MEGAFONE - Fernanda Regina
Foto - Cearánews

Os desafios para que a comunicação seja utilizada como meio de formação de massa foi a pauta central do 17º Curso Anual do Núcleo Piratininga de Comunicação (NPC) realizado no Rio de Janeiro, de 17 a 20 de novembro. A atividade contou com a presença jornalistas, militantes, sindicalistas e movimentos sociais de diversas cidades do Brasil.

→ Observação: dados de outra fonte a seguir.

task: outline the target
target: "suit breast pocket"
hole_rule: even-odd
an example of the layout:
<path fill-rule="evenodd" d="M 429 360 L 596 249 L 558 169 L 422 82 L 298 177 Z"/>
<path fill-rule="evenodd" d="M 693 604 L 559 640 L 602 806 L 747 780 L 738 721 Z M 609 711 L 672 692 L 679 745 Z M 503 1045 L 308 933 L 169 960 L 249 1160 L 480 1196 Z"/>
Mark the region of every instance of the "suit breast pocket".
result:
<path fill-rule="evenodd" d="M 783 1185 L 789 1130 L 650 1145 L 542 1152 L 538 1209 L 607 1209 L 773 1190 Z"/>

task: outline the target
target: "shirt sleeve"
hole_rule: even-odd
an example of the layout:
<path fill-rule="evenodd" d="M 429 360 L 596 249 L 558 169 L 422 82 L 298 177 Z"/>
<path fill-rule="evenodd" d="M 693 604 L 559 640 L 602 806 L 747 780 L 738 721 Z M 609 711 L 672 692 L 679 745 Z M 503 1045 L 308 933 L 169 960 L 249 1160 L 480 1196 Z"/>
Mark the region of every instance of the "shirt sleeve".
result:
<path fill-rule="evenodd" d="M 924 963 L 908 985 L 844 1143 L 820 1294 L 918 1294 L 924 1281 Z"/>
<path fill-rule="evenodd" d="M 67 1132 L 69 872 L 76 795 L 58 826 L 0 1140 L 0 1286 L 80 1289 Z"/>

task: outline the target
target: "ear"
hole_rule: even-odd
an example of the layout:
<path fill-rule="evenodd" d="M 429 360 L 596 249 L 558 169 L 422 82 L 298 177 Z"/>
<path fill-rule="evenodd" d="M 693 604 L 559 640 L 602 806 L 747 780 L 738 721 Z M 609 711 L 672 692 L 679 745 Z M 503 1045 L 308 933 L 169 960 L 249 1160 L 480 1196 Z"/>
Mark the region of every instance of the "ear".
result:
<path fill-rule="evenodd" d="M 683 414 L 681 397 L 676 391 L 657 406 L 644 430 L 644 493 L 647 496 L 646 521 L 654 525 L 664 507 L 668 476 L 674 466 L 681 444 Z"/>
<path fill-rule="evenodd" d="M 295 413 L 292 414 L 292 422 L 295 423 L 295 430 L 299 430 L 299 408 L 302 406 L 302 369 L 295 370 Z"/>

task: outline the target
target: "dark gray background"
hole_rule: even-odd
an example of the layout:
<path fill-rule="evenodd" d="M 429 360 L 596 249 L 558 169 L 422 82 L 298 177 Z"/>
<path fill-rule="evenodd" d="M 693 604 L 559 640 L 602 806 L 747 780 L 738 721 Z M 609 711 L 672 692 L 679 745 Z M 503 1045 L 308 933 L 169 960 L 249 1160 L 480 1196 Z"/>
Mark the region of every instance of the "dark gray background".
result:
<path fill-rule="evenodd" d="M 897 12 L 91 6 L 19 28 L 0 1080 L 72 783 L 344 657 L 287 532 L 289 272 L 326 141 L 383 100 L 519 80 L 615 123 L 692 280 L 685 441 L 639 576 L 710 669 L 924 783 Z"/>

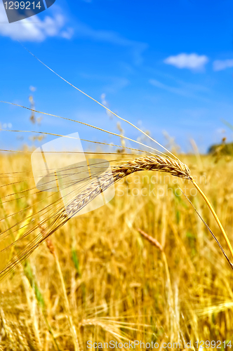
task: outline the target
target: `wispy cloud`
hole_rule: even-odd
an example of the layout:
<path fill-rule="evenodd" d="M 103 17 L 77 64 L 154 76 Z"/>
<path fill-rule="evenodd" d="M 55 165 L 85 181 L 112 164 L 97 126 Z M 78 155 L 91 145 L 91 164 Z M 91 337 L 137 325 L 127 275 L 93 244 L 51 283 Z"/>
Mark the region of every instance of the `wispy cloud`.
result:
<path fill-rule="evenodd" d="M 149 79 L 149 83 L 152 86 L 156 86 L 157 88 L 165 90 L 166 91 L 168 91 L 169 93 L 173 93 L 174 94 L 180 95 L 181 96 L 185 96 L 186 98 L 192 98 L 197 99 L 201 101 L 205 101 L 205 102 L 209 101 L 207 98 L 203 98 L 202 96 L 199 96 L 198 95 L 197 95 L 197 93 L 197 93 L 197 88 L 195 85 L 194 86 L 192 87 L 192 86 L 189 85 L 189 84 L 185 84 L 184 82 L 182 82 L 182 86 L 181 88 L 180 88 L 164 84 L 164 83 L 161 83 L 161 81 L 157 81 L 157 79 Z"/>
<path fill-rule="evenodd" d="M 73 29 L 66 26 L 66 18 L 55 7 L 52 16 L 41 20 L 34 15 L 14 23 L 8 23 L 5 9 L 0 4 L 0 35 L 22 41 L 44 41 L 49 37 L 62 37 L 69 39 Z"/>
<path fill-rule="evenodd" d="M 216 60 L 213 62 L 213 69 L 214 71 L 222 71 L 226 68 L 233 67 L 233 59 L 231 60 Z"/>
<path fill-rule="evenodd" d="M 169 56 L 164 61 L 167 65 L 172 65 L 177 68 L 187 68 L 196 71 L 203 71 L 208 58 L 205 55 L 197 53 L 180 53 L 176 56 Z"/>
<path fill-rule="evenodd" d="M 133 53 L 134 63 L 139 65 L 142 61 L 142 54 L 147 48 L 146 43 L 128 39 L 116 32 L 111 30 L 94 29 L 84 23 L 79 22 L 76 26 L 76 35 L 89 38 L 95 41 L 109 43 L 119 46 L 129 48 Z"/>

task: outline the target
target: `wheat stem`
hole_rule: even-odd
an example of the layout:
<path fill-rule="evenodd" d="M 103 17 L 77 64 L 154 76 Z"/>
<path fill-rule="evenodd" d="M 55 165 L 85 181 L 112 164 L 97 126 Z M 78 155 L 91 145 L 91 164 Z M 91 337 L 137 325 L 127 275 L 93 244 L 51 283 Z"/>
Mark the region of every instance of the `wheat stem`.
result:
<path fill-rule="evenodd" d="M 208 199 L 207 199 L 207 197 L 206 197 L 206 195 L 204 194 L 204 193 L 203 192 L 203 191 L 199 188 L 199 187 L 197 185 L 197 184 L 194 182 L 194 180 L 192 180 L 192 184 L 194 185 L 194 187 L 197 189 L 197 190 L 199 191 L 199 192 L 201 194 L 201 195 L 202 196 L 202 197 L 204 198 L 204 199 L 205 200 L 205 201 L 206 202 L 207 205 L 208 206 L 208 208 L 210 208 L 211 211 L 212 212 L 212 214 L 213 216 L 213 217 L 215 218 L 222 233 L 222 235 L 225 239 L 225 241 L 227 241 L 227 246 L 229 248 L 229 250 L 230 251 L 230 253 L 232 254 L 232 256 L 233 257 L 233 249 L 232 249 L 232 246 L 231 245 L 231 243 L 229 242 L 229 240 L 228 239 L 228 237 L 222 225 L 222 223 L 220 221 L 215 211 L 214 211 L 214 209 L 213 208 L 211 203 L 209 202 Z"/>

Os organizadores deram o tom do curso já na abertura com o canto coletivo do Hino da Greve, criado em 1979, durante as grandes greves. O coro foi puxado pelo militante Cícero de Crato, natural de Cariri, interior do Ceará. Hoje Cícero atua na área de formação política, sindicatos e educação, em São Paulo.

No mesmo clima de emoção e luta, os professores Mauro Iasi (UFRJ), Virgínia Fontes (Fiocruz), Adelaide Gonçalves (UFCE) e militante Vito Giannotti apresentaram a história dos 140 anos da Comuna de Paris. Para Iasi a Comuna é cada vez mais atual e necessária conhecê-la. “A Comuna é atual porque seus carrascos estão vivos, preparados para manter a ordem atual”.

Teatro – Contribuiu ainda mais para a qualidade do debate, a encenação da peça Os Filhos da Comuna. A apresentação foi encabeçada pelo Grupo Artes da Ilha do Governador (GATIG - Núcleo Contra-Hegemônico). Um dos destaques da peça é o julgamento da grande figura feminina, a revolucionária Louise Michel.

Informação - “Precisamos que os órgãos de comunicação da esquerda se unam e que tenhamos um jornal diário como instrumento de formação de massa”, apontou o coordenador do NPC, Vito Giannotti. A provocação foi compartilhada pelos presentes que entenderam a necessidade de unir forças para fazer outra comunicação.

Os debates aconteceram de maneira livre e descontraída, apesar do respeito ao tempo e a grade recheada de atividades. Uma das polemicas foi gerada quando começou a discussão de qual seria a “melhor ferramenta para disputa da hegemonia”.

Desinformação - A realização de megaeventos como as Copa do Mundo de 2014 e a Olimpíada de 2016 está gerando muito desinformação. A mídia conservadora esconde as mazelas e valoriza a especulação imobiliária, “a contra gosto da população e da periferia, apontou o jornalista e morador da Rocinha, Arley Macedo.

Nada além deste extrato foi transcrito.